Strittig war die Beurteilung bei Zuschreibung der Übertragung auf das Kapitalkonto II. Insofern liegt nach der BFH-Rspr. kein entgeltlicher Vorgang vor. Die Finanzverwaltung hat sich der Rspr. mit dem BMF-Schreiben v. 26.7.2016 angeschlossen, nachdem sie in der Vergangenheit den Tatbestand der Übertragung von Gesellschaftsrechten als erfüllt sah. Im Ergebnis bleibt der Tatbestand des § 6 Abs. 5 Satz 3 Nr. 1 EStG aber erfüllt.
Wird die Übertragung sowohl dem Kapitalkonto I als auch II zugeschrieben, liegt eine Übertragung gegen Gewährung von Gesellschaftsrechten vor. Bei Zuschreibung auf ein gesamthänderisches Rücklagenkonto liegt ein unentgeltlicher Vorgang vor, welcher nach § 6 Abs. 5 Satz 3 EStG zu Buchwerten erfolgt. Bei Buchung gegen das Kapitalkonto I als auch gegen ein gesamthänderisches Rücklagenkonto liegt in vollem Umfang eine entgeltliche Übertragung gegen Gesellschaftsrechte vor, welche insofern gem. § 6 Abs. 5 Satz 3 EStG zu Buchwerten erfolgt.
Bei Buchung gegen ein Gesellschafter-Darlehenskonto liegt keine Übertragung von Gesellschaftsrechten und kein unentgeltlicher Vorgang vor (s.o.). Es liegt insofern eine Veräußerung vor, die nach den allgemeinen Regeln zu behandeln ist.
Rz. 387
Werden Wirtschaftsgüter unter ihrem Verkehrswert veräußert, also teilentgeltlich übertragen, findet nach (umstrittener) Verwaltungsauffassung die Trennungstheorie Anwendung. Die Wirkung der Trennungstheorie besteht darin, dass dem schädlichen Teilentgelt nur derjenige Teil des steuerlichen Buchwerts des Wirtschaftsguts zugerechnet wird, der dem Verhältnis zwischen der Gegenleistung und dem Verkehrswert des Wirtschaftsguts entspricht.
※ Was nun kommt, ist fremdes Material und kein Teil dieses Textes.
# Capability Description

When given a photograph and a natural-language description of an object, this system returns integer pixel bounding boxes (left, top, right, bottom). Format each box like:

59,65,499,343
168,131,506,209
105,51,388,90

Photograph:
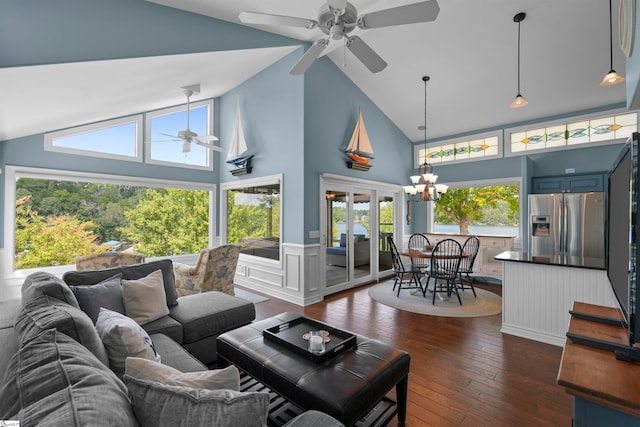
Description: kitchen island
495,251,619,346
Hinsichtlich des entgeltlichen Teils der Übertragung liegt eine Veräußerung des Wirtschaftsguts vor und es kommt insoweit zur Teilrealisierung der stillen Reserven. Die Anwendbarkeit der Trennungstheorie war Gegenstand eines BFH-Verfahrens, wobei es wegen Erledigung in der Hauptsache nicht zu einer Entscheidung durch den BFH kam.